5.2.  Configuration Structurer

   The Configuration Structurer processes inputs categorized as
   configuration by the Input Classifier.

   Typical processing steps include:

   1.  Input reception: Configuration-labeled input is received (e.g.,
       "Set interface bandwidth to 100 Mbps").

   2.  Operation identification: The SLM detects the configuration
       operation (e.g., set, update, delete, enable, disable).

   3.  Target identification: The structurer identifies the
       configuration target (e.g., interface bandwidth, firewall rule,
       routing policy).

   4.  Value extraction: When present, parameter values are extracted
       (e.g., "100 Mbps"); some operations (e.g., "enable logging") MAY
       have no separate value beyond the operation and target.

   5.  Normalization of targets: Vendor-specific phrases for the same
       concept (e.g., "interface bandwidth" vs. "link speed") are mapped
       to a standard target representation.

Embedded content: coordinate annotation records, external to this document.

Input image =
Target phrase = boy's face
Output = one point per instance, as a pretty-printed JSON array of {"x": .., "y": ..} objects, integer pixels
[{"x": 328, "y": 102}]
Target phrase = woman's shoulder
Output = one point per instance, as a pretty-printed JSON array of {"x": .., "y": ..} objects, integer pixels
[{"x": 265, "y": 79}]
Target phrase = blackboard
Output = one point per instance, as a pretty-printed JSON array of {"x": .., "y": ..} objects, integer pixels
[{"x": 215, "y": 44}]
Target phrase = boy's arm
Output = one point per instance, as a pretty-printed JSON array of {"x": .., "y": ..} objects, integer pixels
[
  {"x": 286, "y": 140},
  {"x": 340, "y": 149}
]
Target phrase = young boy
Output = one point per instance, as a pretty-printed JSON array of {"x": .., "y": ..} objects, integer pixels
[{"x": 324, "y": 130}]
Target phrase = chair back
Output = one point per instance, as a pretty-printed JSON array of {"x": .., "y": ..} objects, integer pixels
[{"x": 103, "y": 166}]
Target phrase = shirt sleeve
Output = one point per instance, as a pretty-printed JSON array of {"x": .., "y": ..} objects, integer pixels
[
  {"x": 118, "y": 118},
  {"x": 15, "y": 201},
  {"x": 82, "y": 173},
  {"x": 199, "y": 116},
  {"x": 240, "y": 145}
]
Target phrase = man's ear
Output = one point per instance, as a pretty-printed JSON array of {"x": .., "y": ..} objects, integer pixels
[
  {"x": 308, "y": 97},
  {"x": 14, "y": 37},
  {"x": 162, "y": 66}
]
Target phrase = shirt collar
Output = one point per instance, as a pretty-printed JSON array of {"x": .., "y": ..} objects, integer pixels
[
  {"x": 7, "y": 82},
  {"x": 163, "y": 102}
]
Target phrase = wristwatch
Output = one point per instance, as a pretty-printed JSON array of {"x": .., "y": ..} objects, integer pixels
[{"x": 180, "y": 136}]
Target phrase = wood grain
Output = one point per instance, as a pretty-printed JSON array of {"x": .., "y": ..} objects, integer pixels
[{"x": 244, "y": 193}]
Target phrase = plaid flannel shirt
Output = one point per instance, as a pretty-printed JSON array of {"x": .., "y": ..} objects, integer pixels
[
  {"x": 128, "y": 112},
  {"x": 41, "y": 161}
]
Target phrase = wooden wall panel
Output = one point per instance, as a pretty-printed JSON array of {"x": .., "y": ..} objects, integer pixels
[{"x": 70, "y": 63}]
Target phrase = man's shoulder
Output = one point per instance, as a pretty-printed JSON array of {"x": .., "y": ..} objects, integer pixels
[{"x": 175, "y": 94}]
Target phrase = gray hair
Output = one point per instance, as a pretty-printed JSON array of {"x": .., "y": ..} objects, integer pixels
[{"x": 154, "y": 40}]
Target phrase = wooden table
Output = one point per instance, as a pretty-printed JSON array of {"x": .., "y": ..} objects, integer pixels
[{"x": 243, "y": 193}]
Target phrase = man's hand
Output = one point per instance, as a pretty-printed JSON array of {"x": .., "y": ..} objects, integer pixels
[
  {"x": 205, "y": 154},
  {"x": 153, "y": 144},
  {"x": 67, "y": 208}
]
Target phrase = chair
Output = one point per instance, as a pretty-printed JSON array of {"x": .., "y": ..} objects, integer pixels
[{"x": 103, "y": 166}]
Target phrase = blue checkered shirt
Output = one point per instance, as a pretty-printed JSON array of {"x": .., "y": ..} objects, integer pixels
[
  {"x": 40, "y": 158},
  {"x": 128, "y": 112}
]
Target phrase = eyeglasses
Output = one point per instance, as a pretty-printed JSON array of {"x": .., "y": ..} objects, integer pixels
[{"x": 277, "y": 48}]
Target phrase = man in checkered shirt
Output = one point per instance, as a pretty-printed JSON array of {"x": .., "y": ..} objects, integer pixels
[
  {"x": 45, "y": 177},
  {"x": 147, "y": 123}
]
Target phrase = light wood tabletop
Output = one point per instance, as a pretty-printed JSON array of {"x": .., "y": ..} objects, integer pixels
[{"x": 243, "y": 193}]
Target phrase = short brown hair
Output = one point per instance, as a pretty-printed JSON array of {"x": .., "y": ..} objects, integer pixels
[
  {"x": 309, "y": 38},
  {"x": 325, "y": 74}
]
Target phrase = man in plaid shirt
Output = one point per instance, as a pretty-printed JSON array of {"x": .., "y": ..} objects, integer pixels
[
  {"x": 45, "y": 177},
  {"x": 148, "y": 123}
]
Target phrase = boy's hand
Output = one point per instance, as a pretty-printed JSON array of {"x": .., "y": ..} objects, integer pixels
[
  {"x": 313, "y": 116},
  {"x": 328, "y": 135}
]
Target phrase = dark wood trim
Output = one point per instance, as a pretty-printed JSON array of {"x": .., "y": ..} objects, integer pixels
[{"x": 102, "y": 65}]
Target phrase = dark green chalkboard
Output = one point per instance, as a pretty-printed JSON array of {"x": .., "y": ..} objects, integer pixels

   6.  Configuration structuring: A structured record is emitted to the
       Prompt Schema Generator in an implementation-defined format
       consistent with the chosen schema.

5.3.  Response Structurer

   The Response Structurer processes inputs categorized as response by
   the Input Classifier, using an SLM to cope with variability in how
   vendors phrase operational outcomes.

   Typical processing steps include:

   1.  Input reception: Response-labeled input is received (e.g.,
       "Configuration applied successfully on interface Gi0/1").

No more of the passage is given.